If all that sounds a bit weird and troubling, wait until you play Snipperclips for yourself. It’s a bit like Twister, except without the embarrassing physical intimacy: best played with two players, it’s a puzzle game where you have to cooperate in order to solve an increasingly tricky series of tasks.
You control either Snip or Clip, a pair of paper characters who can move around like any other character in a platform game; they can jog left and right, jump and duck. The twist is that when the two characters overlap, one can cut a shape out of the other with the press of a button; by default, Snip and Clip are shaped like a filled-in capital ‘u’, but their outlines can be altered entirely by cutting little bits out of them. You can also rotate Snip or Clip’s bodies by holding down the left or right shoulder buttons on the Joy-Con; it’s by altering the pair’s shapes through cutting and rotating that you solve Snipperclips’ varied puzzles.
The greater share of the puzzles require you to manipulate Snip and Clip into a specific shape. In practice, this requires a lot of coordination between between two players as you try to figure out how to twist and chop yourselves into an area marked out by a dotted line. Others provide very different objectives; in some, you have to guide a ball across the screen to a basketball net.
In others, you have to burst balloons, and so on. Each scenario requires a lot of communication, careful positioning, and will almost certainly degenerate into a lot of accusatory tutting and sighing when things go wrong. If relations really break down, players can just run around the screen, randomly chopping bits off each other until there’s nothing but a pair of hands and feet left waving around. Or at least, that’s what happened in our experience.
You can play Snipperclips on your own, but it’s as a two-player game that Snipperclips truly shines. There’s something immensely pleasing about the simple cutting mechanic; the “Aha!” moment when you or your smarter friend figure out that cutting your character’s body into the shape of a drawing pin allows you to burst balloons more easily. Or the satisfaction of cutting just the right indentation out of Clip’s head so he (or she) can carry a ball across the screen without it rolling away. By the same token, the frustration when things go wrong – a hamster ball falling to its oblivion, a firefly that flatly refuses to be guided to a swinging bulb – is the kind of light, laughing frustration rather than the screaming, controller-wrecking rage you might get from, say, losing an online match of FIFA to an eight-year-old from Kent.
On the subject of controllers, Snipperclips is a nifty showcase for the Nintendo Switch’s flexible console design. In our experience, the best way to play Snipperclips is away from your television and on its little tablet screen, kickstand out, sat on a table, each player clutching a tiny Joy-Con. The intimacy of crowding round the Switch’s little tablet matches the contained air of the game itself, where each puzzle takes place on a single screen. Indeed, Snipperclips is markedly different from most party games, since it requires so much concentration and coordinated effort; the more rowdier the environment, the more you’re likely to struggle with Snipperclips.
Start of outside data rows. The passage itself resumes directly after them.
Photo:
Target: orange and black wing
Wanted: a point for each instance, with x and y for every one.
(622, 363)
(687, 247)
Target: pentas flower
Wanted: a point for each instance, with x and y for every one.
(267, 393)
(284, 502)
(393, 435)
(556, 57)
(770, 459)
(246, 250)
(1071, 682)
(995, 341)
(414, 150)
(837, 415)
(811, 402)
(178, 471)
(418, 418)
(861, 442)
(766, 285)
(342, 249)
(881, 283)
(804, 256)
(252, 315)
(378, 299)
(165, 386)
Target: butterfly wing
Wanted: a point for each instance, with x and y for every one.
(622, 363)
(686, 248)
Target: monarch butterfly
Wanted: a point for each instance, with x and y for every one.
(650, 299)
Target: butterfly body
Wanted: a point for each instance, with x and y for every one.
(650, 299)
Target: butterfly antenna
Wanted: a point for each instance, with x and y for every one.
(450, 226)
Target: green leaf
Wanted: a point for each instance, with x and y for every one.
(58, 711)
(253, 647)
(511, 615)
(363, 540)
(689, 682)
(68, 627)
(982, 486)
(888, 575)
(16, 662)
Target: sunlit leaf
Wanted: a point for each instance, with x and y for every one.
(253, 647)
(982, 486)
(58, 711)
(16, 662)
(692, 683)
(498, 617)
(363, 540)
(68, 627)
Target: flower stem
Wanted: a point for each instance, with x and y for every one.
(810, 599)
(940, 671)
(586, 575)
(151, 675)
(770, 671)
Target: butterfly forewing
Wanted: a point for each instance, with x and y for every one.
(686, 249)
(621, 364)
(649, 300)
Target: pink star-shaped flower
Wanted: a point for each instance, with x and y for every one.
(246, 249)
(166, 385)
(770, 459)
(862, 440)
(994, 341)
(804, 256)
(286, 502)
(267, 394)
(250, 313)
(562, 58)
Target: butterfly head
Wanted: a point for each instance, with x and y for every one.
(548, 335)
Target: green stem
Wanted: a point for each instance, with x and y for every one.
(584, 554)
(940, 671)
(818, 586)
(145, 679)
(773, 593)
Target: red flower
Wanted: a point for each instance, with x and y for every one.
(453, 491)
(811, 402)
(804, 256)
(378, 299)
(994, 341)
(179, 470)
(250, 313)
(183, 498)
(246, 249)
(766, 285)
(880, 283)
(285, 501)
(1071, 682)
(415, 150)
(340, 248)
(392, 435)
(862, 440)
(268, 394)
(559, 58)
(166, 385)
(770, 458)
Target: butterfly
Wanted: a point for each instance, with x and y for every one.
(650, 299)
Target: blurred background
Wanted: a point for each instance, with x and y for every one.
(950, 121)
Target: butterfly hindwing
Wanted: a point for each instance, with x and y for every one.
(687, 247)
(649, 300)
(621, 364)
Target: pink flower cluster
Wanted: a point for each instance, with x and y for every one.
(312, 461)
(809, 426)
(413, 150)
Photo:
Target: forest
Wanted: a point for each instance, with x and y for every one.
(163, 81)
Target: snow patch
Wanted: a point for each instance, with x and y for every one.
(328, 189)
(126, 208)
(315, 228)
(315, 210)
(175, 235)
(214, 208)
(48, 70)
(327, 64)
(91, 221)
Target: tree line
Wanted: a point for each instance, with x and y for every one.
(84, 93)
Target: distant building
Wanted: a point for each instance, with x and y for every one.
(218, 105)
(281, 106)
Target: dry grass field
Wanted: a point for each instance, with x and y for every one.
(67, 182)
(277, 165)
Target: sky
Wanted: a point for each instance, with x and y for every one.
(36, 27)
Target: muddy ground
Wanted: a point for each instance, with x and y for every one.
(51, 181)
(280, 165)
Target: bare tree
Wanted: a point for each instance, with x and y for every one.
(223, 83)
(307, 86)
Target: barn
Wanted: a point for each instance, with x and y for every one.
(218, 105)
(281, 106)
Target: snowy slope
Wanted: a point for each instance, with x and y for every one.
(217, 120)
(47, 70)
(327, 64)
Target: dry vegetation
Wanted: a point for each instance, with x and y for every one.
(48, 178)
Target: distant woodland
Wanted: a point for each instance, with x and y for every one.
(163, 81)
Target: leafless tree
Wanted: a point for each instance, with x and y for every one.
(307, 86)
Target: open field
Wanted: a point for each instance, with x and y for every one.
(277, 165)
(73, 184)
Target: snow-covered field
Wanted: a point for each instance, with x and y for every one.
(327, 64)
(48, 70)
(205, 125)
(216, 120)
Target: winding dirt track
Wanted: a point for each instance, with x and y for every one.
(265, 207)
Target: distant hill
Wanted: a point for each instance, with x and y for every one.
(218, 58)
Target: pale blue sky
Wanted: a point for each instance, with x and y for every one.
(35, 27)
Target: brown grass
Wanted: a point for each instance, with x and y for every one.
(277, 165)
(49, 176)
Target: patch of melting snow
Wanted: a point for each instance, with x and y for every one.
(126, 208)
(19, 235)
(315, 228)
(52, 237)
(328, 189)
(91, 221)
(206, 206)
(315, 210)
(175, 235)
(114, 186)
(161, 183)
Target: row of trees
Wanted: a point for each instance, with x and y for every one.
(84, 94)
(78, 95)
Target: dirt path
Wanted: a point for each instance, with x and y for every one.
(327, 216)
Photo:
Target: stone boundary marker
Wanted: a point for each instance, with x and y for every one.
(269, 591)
This is particularly true of the puzzles designed for up to four players – with that number of moving parts, the chances of someone accidentally snipping a corner off a friend instead of jumping, or deliberately messing up a tricky puzzle just when you think you’ve got it sussed out, are exponentially higher.
In terms of length, Snipperclips probably won’t last that long if you’re determined to blitz through it; there are 66 puzzles to solve in total, with 21 of those designed specifically for two to four players, and you’ll probably be able to finish them in an afternoon or two if you and your friends are in synch. Really, though, Snipperclips isn’t a game to be completed so much as experienced; it’s more akin to a digital boardgame in this respect, since it’s as much about the interaction between friends as the action on the screen.
Less hectic than Super Bomberman R, and more involved than 1-2 Switch, two other multiplayer games now available for the Switch, Snipperclips is one of the best titles yet available for Nintendo’s new console. Just be prepared for some funny looks from your neighbours after you’ve spent long evenings shouting things like, “Yes! Yes! Yes! Cut me! Cut me! Cut me lower!”